Cosa Due: the crowd parted to allow the dogaressa to come to me, and I could see through to the Primavera with a straight and uninterrupted view of Flora’s last rose. It had a green stem and a glossy leaf, and it was falling to the ground. I fell with it. And as I fell, I thought,
Cosa Tre: I had found my Vero Madre.
6
Venice
Venice, August 1482
29
Water, light.
I was a babe again, rocked in the watery sac of Vero Madre’s womb. I was a child, rocking in her arms. I was a woman, rocking in a boat. Water beneath me. Light above. I opened my eyes and the world spun around me like a top. Light below me, water above. I was propped against velvet cushions in a golden boat. The prow of the boat was curved and slatted like an executioner’s axe. Behind, a servant pushed us along with a pole, betraying the fact that the water was no more than waist deep; there were no countless fathoms below, just a shallow ditch. As I was to learn, many things in this place were not what they seemed.
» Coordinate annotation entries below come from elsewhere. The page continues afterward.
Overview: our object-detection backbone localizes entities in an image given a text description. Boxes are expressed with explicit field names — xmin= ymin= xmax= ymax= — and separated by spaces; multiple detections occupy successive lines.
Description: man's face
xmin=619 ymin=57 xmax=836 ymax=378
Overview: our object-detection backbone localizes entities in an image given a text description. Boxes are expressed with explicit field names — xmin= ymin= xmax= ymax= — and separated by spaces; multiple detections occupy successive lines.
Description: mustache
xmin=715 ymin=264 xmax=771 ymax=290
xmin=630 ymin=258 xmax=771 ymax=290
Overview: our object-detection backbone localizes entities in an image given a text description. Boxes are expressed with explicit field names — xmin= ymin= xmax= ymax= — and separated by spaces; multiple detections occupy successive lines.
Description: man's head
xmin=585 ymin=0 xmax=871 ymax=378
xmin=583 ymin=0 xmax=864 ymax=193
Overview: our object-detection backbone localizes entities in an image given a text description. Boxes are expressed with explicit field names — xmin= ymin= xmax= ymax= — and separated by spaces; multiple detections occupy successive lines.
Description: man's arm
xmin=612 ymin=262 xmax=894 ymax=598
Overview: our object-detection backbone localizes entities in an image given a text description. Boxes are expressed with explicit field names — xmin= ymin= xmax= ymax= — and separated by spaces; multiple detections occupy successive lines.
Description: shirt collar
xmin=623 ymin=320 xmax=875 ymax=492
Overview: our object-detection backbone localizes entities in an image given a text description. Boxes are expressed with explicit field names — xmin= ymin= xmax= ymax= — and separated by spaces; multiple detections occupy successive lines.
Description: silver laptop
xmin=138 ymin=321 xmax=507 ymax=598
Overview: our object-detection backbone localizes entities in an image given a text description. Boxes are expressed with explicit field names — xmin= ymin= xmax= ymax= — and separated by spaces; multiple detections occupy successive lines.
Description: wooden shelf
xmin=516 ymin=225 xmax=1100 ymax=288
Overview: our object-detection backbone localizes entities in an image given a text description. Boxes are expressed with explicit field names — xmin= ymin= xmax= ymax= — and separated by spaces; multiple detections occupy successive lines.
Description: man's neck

The sky above was dull silver, the sun a white lunar orb, hanging low trying and failing to burn through the thick gray arras. Around and about me was a city made of glass. On both sides of this channel of water were great crumbling silver palaces rising directly out of the water. Hundreds and thousands of skinny windows were crowned with roundels of glazed panes that watched me like eyes. The houses dissolved into the lagoon and their reflections carried on with no interruption—they were one continuous mirror image broken into mercury by the wake of our boat. In my altered state I knew not what was real and what was not. There was no horizon where the water met the sky, and fine white mist swirled around us to further befuddle the senses. After the hot Tuscan sun ‘twas quite a sea change. I was in a looking-glass land, an isle of smoke and mirrors.
I was in Venice.
And the sovereign of this waterland sat before me in the boat, her masked face turned to the prow like a ship’s figure-head, her sumptuous form still as an effigy. I felt sick and closed my eyes again. I knew from the bitter gritty taste in my mouth that I’d been drugged, for however many days it had taken to get me here.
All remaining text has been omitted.